Given such concept definitions, information modelers and their customers reuse common concepts independently of methodologies, CASE tools, implementations, etc., both at domain-independent and domain-specific levels. The generic class library described in [Kilo 91] is extensible: a sufficient number of application domains sharing a common concept leads to the inclusion of an appropriate generic concept into this library. Examples of currently existing – and reusable – generic concepts are: ``regular entities'', ``dependents'',/ ``composites'', ``reference entities'', etc. Concepts currently considered for inclusion into the library are exemplified by ``derived entity'', ``version'', etc.

Generic concept definitions are based only on primitive Create-Read-Update-Delete (CRUD) operations. Naturally, the signatures, pre- and postconditions of these operations may refer not only to the entity itself, but also to its associated entities (e.g., to create an instance of a dependent entity, references to its parent entity type and instance are needed). Note that an application domain-specific model consists of interrelated objects that may be considered as subclasses of the generic object classes. In this manner, generic properties of an object belonging to a particular domain-specific class (e.g., ``account transaction'') should not be reinvented: they are reused from the definition of its generic object (super)class (e.g., ``dependent'' with respect to ``account'').

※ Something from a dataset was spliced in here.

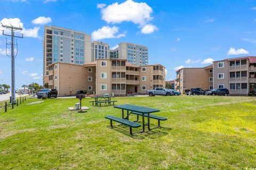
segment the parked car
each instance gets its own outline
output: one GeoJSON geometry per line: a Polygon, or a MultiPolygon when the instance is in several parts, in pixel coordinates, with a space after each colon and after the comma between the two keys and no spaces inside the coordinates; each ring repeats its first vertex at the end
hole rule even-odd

Our experience with information modeling in Bellcore suggests that the reusable component library of generic meta-types leads to drastically improved understanding of information models. The components of these models become clearly defined and therefore reusable. On the other hand, the granularity of these components is appropriate: the size of the models does not preclude their understanding, especially taking into account that one ``high-level'' entity meta-type can be decomposed into a cluster of interrelated ``lower-level'' entity meta-types. (For instance, a ``document'', being a subtype of a ``composite entity'', may belong, together with its associations, to the high-level model. Components of a document, e.g., pieces of text, tables, pictures, etc., being subtypes of a ``component entity'', may be of no interest – and therefore invisible – to the high level model, but will belong, together with their associations, to the lower-level model. In this manner, the high-level model is an abstraction (``suppression of irrelevant detail to establish a simplified model'' [ODPQ 91]) of the lower-level one.) Naturally, model clustering provides a way of browsing through the model, again, both by its users and implementors.